Battle of Breitenfeld
The Battle of Breitenfeld (German: Schlacht bei Breitenfeld; Swedish: Slaget vid Breitenfeld) or First Battle of Breitenfeld (sometimes First Breitenfeld) , was fought at the crossroads villages of Breitenfeld, Podelwitz, and Seehausen, approximately five miles northwest of the walled city of Leipzig September 7 (old style or pre-acceptance of the Gregorian calendar in the Protestant region) September 17 (new style, or Gregorian dating), 1631. Breitenfeld represented the Protestants’ first major victory of the Thirty Years War. The Protestant victory ensured that the German states would not be forcibly reconverted to Roman Catholicism. The victory further confirmed Sweden’s Gustavus Adolphus of the House of Vasa as a great tactical leader and induced many Protestant German states to ally themselves with Sweden against the German Catholic League, led by Maximilian I, Elector of Bavaria, and the Holy Roman Emperor Ferdinand II of Austria.
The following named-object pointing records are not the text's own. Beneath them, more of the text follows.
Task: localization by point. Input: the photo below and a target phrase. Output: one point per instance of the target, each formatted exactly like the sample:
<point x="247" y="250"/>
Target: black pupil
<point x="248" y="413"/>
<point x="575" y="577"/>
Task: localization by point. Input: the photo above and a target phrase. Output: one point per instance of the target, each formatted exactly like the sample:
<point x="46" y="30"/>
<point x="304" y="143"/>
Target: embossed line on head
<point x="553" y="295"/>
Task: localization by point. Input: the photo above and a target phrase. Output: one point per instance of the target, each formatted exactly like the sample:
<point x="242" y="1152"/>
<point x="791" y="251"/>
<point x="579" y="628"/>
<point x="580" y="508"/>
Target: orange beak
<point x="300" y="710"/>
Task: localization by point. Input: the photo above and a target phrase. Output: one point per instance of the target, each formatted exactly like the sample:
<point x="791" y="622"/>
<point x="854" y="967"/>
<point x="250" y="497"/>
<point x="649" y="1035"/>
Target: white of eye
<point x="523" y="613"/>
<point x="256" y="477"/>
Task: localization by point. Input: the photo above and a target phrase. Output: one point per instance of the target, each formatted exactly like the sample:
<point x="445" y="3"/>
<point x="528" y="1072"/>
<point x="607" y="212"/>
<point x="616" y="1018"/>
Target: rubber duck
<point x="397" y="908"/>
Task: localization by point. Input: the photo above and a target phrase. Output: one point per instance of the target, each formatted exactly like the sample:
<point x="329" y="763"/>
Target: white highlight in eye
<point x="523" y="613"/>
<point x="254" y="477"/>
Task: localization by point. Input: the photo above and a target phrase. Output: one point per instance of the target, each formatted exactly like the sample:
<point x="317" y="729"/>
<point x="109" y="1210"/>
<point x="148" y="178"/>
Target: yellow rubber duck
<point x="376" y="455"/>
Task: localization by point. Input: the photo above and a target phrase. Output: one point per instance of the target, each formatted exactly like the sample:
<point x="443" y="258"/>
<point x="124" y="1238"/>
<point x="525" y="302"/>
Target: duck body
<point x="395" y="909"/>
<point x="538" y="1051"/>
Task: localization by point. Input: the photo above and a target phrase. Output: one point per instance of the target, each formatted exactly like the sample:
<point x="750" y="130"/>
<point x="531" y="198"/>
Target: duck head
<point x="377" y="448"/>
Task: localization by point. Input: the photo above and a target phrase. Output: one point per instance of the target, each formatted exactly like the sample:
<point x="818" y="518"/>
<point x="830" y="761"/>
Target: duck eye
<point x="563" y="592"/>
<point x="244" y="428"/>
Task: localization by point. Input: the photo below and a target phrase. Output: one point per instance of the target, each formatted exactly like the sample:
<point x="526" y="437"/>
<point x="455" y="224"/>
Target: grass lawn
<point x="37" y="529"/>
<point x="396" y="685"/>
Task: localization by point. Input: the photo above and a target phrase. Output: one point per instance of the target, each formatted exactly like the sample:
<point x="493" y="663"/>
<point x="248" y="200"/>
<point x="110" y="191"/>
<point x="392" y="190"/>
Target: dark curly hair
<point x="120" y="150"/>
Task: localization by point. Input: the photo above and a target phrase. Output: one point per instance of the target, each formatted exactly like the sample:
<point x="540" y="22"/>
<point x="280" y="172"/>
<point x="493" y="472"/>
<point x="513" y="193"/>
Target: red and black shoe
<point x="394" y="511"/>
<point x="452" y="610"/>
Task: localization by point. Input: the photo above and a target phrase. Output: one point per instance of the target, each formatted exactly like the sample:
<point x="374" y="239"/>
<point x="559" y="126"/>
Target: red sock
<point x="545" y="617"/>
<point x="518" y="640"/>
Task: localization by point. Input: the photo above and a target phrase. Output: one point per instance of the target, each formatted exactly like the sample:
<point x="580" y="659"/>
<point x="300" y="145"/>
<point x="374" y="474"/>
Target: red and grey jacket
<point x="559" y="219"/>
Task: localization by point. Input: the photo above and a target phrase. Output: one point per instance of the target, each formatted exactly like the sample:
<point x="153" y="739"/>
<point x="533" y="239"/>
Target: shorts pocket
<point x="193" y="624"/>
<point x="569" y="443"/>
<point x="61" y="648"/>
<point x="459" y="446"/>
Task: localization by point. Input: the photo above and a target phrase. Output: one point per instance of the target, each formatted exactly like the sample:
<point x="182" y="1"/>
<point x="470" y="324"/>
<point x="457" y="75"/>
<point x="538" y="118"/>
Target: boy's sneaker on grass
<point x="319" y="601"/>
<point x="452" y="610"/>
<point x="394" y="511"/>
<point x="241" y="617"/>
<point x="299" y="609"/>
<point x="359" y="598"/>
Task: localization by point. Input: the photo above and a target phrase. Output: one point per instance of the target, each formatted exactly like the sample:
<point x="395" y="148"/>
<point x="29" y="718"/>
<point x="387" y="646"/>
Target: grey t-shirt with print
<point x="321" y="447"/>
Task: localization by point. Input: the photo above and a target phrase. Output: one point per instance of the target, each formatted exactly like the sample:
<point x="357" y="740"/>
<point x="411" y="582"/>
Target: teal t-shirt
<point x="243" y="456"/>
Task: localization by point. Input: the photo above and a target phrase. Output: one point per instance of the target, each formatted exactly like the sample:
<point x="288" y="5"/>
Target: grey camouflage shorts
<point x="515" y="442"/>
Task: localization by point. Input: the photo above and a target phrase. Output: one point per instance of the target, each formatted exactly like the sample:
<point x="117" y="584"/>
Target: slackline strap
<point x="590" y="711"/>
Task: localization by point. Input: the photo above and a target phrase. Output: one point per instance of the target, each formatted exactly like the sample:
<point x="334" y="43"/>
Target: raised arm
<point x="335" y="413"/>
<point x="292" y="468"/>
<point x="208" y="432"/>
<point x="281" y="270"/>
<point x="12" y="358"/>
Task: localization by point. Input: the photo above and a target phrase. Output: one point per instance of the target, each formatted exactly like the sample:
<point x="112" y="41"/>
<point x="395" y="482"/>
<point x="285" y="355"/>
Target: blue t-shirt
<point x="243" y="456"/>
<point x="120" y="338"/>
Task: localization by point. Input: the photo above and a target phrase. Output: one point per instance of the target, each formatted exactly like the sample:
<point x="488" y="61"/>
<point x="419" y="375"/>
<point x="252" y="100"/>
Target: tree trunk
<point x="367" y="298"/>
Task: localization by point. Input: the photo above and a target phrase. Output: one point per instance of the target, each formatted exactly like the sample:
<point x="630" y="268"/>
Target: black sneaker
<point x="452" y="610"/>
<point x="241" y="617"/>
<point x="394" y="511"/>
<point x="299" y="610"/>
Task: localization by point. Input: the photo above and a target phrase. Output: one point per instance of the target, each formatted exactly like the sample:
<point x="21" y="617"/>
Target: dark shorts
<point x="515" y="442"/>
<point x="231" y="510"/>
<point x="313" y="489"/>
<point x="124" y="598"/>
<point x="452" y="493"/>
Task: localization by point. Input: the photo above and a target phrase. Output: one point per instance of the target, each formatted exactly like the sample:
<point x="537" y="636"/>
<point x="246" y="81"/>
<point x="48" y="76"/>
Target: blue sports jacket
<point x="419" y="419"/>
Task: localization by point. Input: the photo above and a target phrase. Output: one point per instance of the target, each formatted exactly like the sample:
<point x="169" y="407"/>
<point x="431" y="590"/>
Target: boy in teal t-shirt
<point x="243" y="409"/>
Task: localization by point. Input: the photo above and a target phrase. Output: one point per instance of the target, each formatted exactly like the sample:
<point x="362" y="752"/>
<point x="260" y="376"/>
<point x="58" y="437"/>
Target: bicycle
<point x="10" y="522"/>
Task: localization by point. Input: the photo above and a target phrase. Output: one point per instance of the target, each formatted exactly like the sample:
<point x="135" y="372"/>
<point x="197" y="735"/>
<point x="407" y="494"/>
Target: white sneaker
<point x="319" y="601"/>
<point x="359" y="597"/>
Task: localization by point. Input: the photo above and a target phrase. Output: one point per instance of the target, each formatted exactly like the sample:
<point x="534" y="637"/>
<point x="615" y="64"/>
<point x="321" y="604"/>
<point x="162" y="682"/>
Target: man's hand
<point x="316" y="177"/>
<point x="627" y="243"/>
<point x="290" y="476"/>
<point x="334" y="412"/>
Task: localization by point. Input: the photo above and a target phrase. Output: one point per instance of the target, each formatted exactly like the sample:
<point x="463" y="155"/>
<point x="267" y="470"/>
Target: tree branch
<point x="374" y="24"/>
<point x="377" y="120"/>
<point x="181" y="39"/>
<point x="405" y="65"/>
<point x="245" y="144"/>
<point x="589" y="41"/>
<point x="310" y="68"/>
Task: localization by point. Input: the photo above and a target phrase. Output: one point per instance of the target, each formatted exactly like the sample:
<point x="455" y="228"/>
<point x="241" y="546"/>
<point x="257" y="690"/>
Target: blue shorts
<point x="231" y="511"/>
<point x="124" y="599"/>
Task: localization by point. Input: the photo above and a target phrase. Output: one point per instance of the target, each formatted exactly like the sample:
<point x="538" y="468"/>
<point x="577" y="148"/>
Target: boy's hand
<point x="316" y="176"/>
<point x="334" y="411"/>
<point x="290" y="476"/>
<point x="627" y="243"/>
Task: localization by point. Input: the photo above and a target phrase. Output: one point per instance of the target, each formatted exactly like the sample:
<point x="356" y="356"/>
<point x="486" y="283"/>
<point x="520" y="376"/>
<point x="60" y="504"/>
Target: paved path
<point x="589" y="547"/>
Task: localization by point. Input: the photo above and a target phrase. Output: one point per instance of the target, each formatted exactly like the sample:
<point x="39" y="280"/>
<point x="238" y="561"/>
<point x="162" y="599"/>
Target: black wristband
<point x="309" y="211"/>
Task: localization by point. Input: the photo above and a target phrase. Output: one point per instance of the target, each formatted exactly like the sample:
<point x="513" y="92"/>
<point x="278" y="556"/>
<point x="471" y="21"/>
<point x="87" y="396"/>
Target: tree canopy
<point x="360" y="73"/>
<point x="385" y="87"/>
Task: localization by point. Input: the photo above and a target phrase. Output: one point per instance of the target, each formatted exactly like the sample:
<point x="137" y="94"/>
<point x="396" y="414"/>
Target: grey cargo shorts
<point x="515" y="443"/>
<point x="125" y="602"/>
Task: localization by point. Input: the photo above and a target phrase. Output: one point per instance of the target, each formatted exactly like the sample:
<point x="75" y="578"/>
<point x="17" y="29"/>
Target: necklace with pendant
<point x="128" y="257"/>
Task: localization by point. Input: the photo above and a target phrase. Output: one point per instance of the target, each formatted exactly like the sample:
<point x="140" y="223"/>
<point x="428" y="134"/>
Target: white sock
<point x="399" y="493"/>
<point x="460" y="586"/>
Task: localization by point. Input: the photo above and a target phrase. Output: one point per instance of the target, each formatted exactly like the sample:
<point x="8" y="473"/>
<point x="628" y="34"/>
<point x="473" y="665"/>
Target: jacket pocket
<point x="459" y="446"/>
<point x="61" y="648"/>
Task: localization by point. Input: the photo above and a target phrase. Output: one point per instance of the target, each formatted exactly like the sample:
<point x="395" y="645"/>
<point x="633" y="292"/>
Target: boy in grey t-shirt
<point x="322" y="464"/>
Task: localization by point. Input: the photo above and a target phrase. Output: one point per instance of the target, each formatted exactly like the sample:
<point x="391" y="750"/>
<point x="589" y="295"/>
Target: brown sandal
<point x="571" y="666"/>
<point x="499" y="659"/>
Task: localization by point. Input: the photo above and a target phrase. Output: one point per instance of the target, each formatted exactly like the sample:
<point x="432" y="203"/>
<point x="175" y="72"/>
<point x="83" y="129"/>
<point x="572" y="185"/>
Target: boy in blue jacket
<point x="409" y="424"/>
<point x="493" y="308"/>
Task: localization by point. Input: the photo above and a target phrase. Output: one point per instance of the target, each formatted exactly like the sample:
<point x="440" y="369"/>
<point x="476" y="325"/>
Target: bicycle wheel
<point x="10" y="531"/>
The armies drew up on a plain near the village of Breitenfeld, a few miles outside the walls of Leipzig. At first, von Pappenheim’s reckless gamble seemed about to pay off: at the first charge of his cavalry, the raw Saxon levies broke and fled the field. However, Gustavus nimbly turned his line to prevent the ponderous battalia of the Imperial forces flanking him. A daring Swedish cavalry raid captured all of the Imperial artillery, which was turned against its owners. Artillery pounded the Imperial phalanxes until night fell.
The Imperial armies were utterly destroyed. They lost two-thirds of their men and all their artillery and supplies. The remnants fled: von Pappenheim took refuge in Westphalia behind the line of the Weser while Tilly fell back on the Upper Palatinate.
In a stroke, Gustavus had made himself master of Germany.